Cornish's notes to each canto, judicious and hyper-clear, are in the back of the book, supporting undistracted reading. The notes guide and mentor the reader, reinforcing what we just read and providing historical information or identification of figures and concepts. They also contain some bibliographic references but not too many, as the volume is not mainly designed to facilitate research papers but to reinforce the meaning of the text. They contain, however, generous references and quotations from Dante's other works, including On Monarchy and the Banquet, and of course the Inferno and Purgatory, plus references to Aquinas and other authors whom Dante draws from at critical moments. A reader is more likely to be inspired to read these primary medieval texts than to start hunting down modern critical essays. But a bibliographic note, adapted from Lombardo's translation of the other canticles, provides a short overview of the major publications and journals that facilitate critical study. Cornish also provides occasional, well-chosen references to the early commentators, famed for their corpus of critical glosses that made Dante an instant classic, so modern readers get some taste of early reception. The end notes sometimes offer alternate translations or alert the reader to Lombardo's decision to translate a particular term a particular way, also noticing at times words that Dante has invented.

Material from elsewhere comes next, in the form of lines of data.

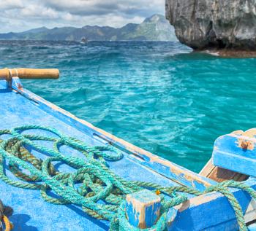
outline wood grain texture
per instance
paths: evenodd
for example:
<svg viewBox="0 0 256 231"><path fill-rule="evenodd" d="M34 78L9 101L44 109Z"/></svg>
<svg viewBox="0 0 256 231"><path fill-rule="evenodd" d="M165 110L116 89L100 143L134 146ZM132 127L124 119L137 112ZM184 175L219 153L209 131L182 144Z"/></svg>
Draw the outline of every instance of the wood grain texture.
<svg viewBox="0 0 256 231"><path fill-rule="evenodd" d="M228 180L243 181L249 178L247 175L236 173L230 170L215 166L213 164L211 158L207 163L206 166L202 169L199 174L202 176L209 178L217 182L222 182Z"/></svg>
<svg viewBox="0 0 256 231"><path fill-rule="evenodd" d="M20 79L58 79L58 69L13 68L0 69L0 79L10 80L12 77Z"/></svg>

Cornish begins each canto with an overview of the characters and content, and uses key words in the original Italian to introduce major terms and concepts. Her introduction is particularly warm and welcoming, emphasizing the themes of knowledge and most of all love that animate Dante's journey and his relationship with Beatrice. The entire apparatus forged by Cornish breaks down many barriers to reading Dante, in part by directly addressing the traditional preference for the Inferno. As a teacher she writes to students to encourage and to demystify in familiar terms, with clever quotations from Huck Finn and illuminating quotations from Brunetto Latini, Aquinas, Plato, Alan of Lille and from Dante's other works, drawing into focus the grand and varied ambitions of the Paradiso while never sounding pedantic. One could build a course on Dante out of her economic survey of the liberal arts authors she nimbly weaves into the discussion of cosmology, justice, order, and heaven, a place, she says with Dorothy, generally considered "somewhere over the rainbow." After the Introduction a spatial map with an elegant rose and spread sheet of canto, location, class of the blessed, and major characters helps readers to chart their personal journey upward. The book ends with a handy "Index of the Blessed."

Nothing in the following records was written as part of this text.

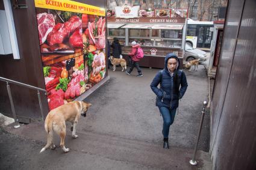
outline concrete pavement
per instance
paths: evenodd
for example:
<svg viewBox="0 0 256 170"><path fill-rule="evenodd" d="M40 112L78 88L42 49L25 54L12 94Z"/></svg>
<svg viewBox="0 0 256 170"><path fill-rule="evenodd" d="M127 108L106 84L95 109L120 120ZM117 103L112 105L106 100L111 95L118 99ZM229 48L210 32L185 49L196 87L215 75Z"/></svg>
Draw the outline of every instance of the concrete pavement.
<svg viewBox="0 0 256 170"><path fill-rule="evenodd" d="M170 130L169 150L162 148L162 118L155 106L155 96L149 83L158 69L143 68L144 76L136 77L110 71L110 81L86 99L93 106L86 118L81 118L78 139L71 138L67 125L67 147L39 154L46 144L42 124L23 125L20 129L5 128L0 133L0 164L10 169L210 169L208 154L198 151L197 166L189 161L193 154L200 121L202 102L207 99L206 71L186 71L189 88L180 103ZM209 117L207 115L199 142L199 150L208 151ZM12 134L16 134L16 136ZM13 139L13 138L14 139ZM55 137L59 145L59 139ZM6 161L14 157L14 163ZM2 158L5 157L4 159ZM25 163L22 163L25 160ZM51 162L55 163L52 164ZM22 163L22 166L21 163Z"/></svg>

This publication will help ensure that new generations of readers are welcomed into this unique and ineffable journey. I look forward to teaching it as soon as possible. One should never underestimate how timely and important are the many themes that one encounters in the Paradiso, such as the experiences of the holy women in the early cantos who were forced into marriage and away from their monastic vows, a stunning episode that explores human and particular female agency in shaping one's own personal and spiritual destiny. Also the depictions of equity, equality, and diversity in heaven will be of great interest to modern readers concerned with social order and social justice. What fascinating class discussions can arise from contemplating the medieval and the modern--and the divine and earthly--urges for justice! Such questions help keep Dante alive and relevant at a time when many teachers fear for the future of the Humanities. To this labor of preserving the past and its great Humanist writers, Lombardo and Cornish have contributed mightily.